The President’s proposal is broadly seen as sending a blunt message that there are no longer two sets of rules in Washington, one for the “powerful,” and one for ordinary taxpayers, reported Tribune Interactive. Instead, “Wall Street will have to trim its sails if it wants Federal help.”

“There is a deep sense across the country that those who were not ... responsible for this crisis are bearing a greater burden than those who were,” said Treasury Secretary Geithner.

Describing the financial executive’s bonuses as “shameful,” the President laid out a compensation reform plan he had promised as part of a package of stricter regulations on the financial industry. 

The pay cap would lay the groundwork for next week’s unveiling of a new framework for spending the money that remains in the $700 billion Troubled Assets Relief Program (TARP) financial rescue fund.

The new rules represent a dramatic intervention into corporate America because they dictate long-term compensation restrictions even for companies that don’t receive government assistance.

The proposals include:

  • Requiring top executives at financial institutions to hold stock for several years before they can cash out.
  • Requiring nonbinding “say on pay” resolutions — that is, giving shareholders more say on executive compensation.
  • A Treasury-sponsored conference on a long-term overhaul of executive compensation.

The rules also put restrictions on golden parachutes – the lavish severance packages common for senior executives – and require more transparency for costs such as private jets, corporate “retreats,” office renovations and conferences.

“We’re taking the air out of golden parachutes,” Obama said.

Firms that want to pay executives above the $500,000 threshold would have to use stock that could not be sold or liquidated until they pay back the government funds.

Generally healthy institutions would have more leeway, but will also face the $500,000 limit if they’re getting government help. That cap can be waived with full public disclosure and a nonbinding shareholder vote, according to information provided by an administration official to Reuters.

Companies that have already collected money from the Treasury bailout begun by the Bush administration will have to show that they have complied with a current set of restrictions and reforms on executive pay and lending requirements "and agree to strict monitoring and oversight going forward.''

Those would include American International Group, Inc., (AIG), Bank of America Corp., (BAC) and Citigroup Inc. (C).

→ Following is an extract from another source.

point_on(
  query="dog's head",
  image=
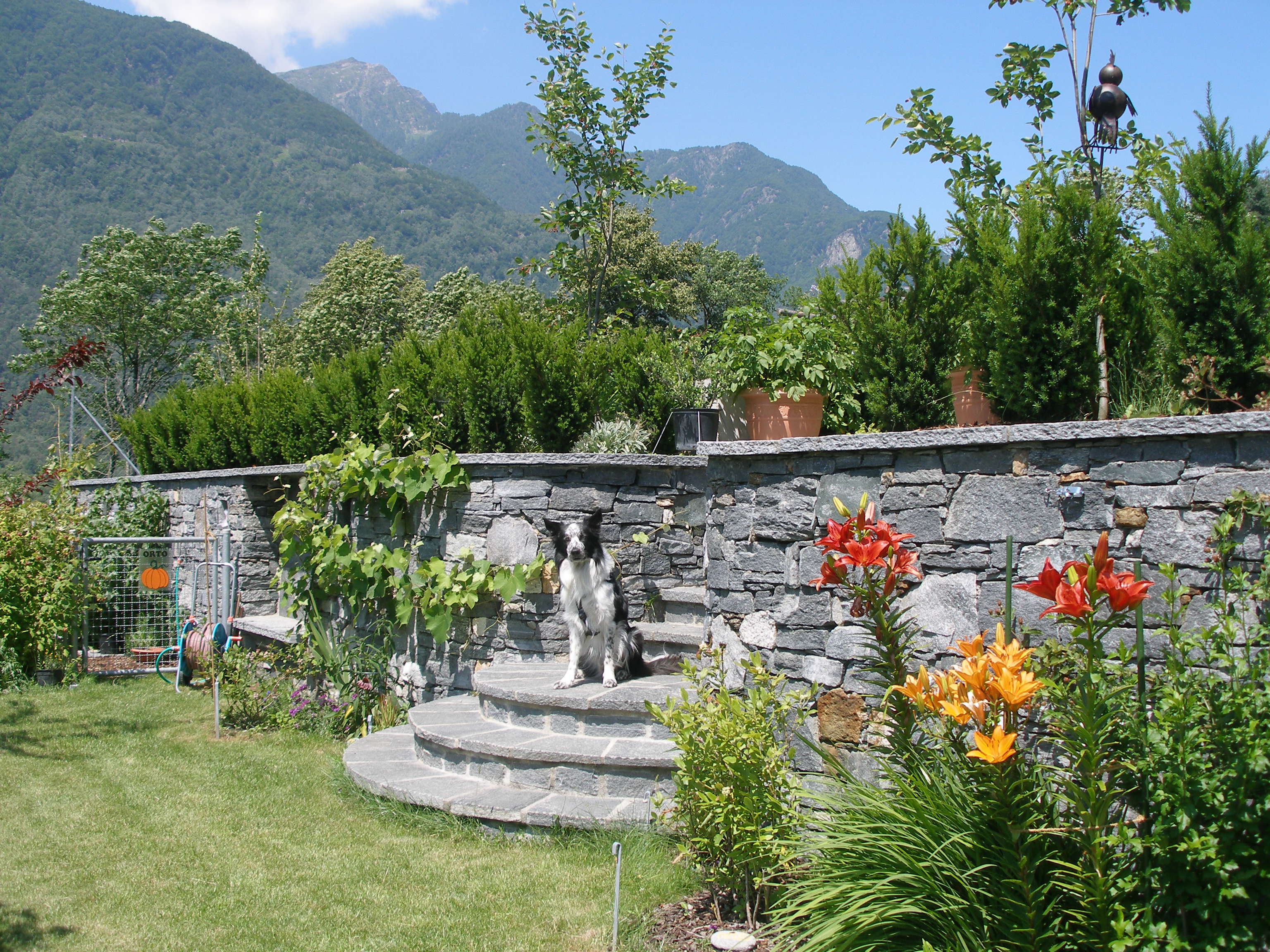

To consolidate opinion, Geithner will hold a conference with shareholder advocates, investors, executives and other interested parties to discuss executive pay reform at banks and help set guidelines for the future, the official said.

Compensation experts in the private sector have warned that an intrusion into the internal decisions of financial institutions could discourage participation in the rescue program and slow down the financial sector's recovery. They also argue that it could set a precedent for government regulation that undermines performance-based pay.

But even some Republicans, appalled by the arrogance of company decisions to pay bonuses and buy airplanes while drinking from the public trough, have few qualms about restrictions.

In ordinary situations where the taxpayers’ money is not involved, we shouldn’t set executive pay,” Sen. Richard Shelby (R-Ala.), the top Republican on the Senate Banking Committee, told MSNBC.

“But where you’ve got federal money involved, taxpayers’ money involved, TARP money involved, and the way they have spent it, with no accountability, is getting close to being criminal.”